Once seeing occupational health in August, who of course fully backed my application for ill health retirement, a letter went to school to say that I am unfit to do my role and that medical reports and files were now being sought to add more evidence to my application. 
I had spoken to my GP and consultant before this to let them know that I was applying. They were both very supportive too. With all these medical experts agreeing, I know that I am making the right decision and that the final decision in the hands of the Teachers Pension, as they decide if I meet 'not working as a teacher again' OR 'not managing any gainful employment'. I, for once, am leaving this up to them. What happens will happen ...and I will work out the rest of my life after that decision has been made.
However, the union case worked who checked through my statement believed that I would be eligible for the higher tier, despite not many people meeting the requirements for this. This actually scared me, as I started to realise that I am worse than I have pretended I am, for a long time. I have been fighting teaching not even thinking about over jobs but the more I think about it logically. How can I know when I am going to feel ok to work? How can I ensure that my attendance isn't poor anymore? I can't manage sitting at a desk but yet I can't manage a physical job either! Still....I will try and worry about that when I know for sure.

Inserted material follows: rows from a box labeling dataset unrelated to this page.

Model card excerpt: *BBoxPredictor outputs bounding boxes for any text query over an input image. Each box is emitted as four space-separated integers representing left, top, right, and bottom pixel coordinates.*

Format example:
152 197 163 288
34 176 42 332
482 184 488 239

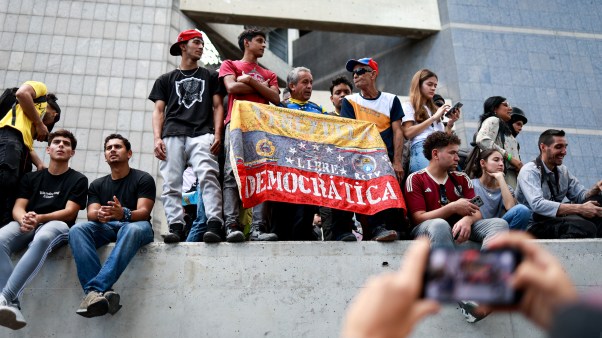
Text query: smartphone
445 102 464 117
422 248 522 305
470 195 483 208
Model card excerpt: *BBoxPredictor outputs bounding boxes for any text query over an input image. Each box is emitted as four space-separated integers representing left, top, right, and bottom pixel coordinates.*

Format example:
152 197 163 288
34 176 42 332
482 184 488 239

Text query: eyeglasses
439 184 449 206
352 68 372 76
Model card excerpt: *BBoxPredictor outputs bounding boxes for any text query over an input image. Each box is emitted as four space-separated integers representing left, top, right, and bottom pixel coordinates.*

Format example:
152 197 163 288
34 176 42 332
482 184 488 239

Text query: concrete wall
293 0 602 187
0 0 204 234
0 240 602 338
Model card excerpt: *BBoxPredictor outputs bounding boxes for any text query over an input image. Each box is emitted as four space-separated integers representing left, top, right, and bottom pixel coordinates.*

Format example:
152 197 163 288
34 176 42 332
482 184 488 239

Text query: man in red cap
341 58 404 241
219 29 280 242
148 29 224 243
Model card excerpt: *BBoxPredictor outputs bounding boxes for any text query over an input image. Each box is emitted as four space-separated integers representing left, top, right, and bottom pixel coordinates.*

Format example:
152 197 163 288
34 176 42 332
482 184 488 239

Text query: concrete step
0 240 602 338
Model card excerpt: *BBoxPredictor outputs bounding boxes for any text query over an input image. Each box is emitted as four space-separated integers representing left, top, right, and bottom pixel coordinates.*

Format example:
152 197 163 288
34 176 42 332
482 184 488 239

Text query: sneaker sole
75 299 109 318
0 306 27 330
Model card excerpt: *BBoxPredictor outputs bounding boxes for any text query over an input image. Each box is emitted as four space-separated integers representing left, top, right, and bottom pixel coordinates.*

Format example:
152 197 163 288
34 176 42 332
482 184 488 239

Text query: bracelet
121 207 132 222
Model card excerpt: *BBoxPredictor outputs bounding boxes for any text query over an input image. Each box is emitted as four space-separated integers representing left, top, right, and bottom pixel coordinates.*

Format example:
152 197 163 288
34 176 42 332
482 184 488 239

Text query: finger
488 231 543 256
408 299 440 323
396 237 430 297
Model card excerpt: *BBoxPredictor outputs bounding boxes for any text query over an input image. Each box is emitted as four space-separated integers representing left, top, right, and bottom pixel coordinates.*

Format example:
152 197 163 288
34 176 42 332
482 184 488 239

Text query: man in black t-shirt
0 130 88 330
69 134 156 318
148 29 224 243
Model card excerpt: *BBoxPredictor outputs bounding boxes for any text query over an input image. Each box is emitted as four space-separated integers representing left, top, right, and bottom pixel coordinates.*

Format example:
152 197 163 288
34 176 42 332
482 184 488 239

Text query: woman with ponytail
401 69 460 173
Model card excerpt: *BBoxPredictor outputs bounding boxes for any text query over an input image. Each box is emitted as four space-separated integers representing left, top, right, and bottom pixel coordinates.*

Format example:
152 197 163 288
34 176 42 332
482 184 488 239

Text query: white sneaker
0 295 27 330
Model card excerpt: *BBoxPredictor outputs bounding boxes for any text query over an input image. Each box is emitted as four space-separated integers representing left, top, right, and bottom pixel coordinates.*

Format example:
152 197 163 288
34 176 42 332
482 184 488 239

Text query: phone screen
423 248 521 305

So at this point I thought that, on occupational health advise, I now just await the form along with medical reports and then I compete my part of the form.

BUT......is my life ever that straight forward?

So a few weeks into the new term, with me signed off work while the application is compiled, there are some issues from my employer. I can't really go into the ins and outs, but let's just say that it is uncalled for, irrational and unsupportive. Enough to make unions VERY angry.

So I am now feeling in more of a bad place mentally and this obviously effects my pain levels. 
Time will tell what will happen but for now I have been advised to not take phone calls from work but just contact via email. This helps me cope a bit better, no one can enter my space without me choosing to look at my email.

However, this is the last thing you need, when you have made a difficult decision to end the career you have wanted to do since the age of ten. Every part of your school life was working towards getting to university, then ending up in massive debt to train for your dream job. Then working for the past 14 years doing that job....ending all this is not easy!!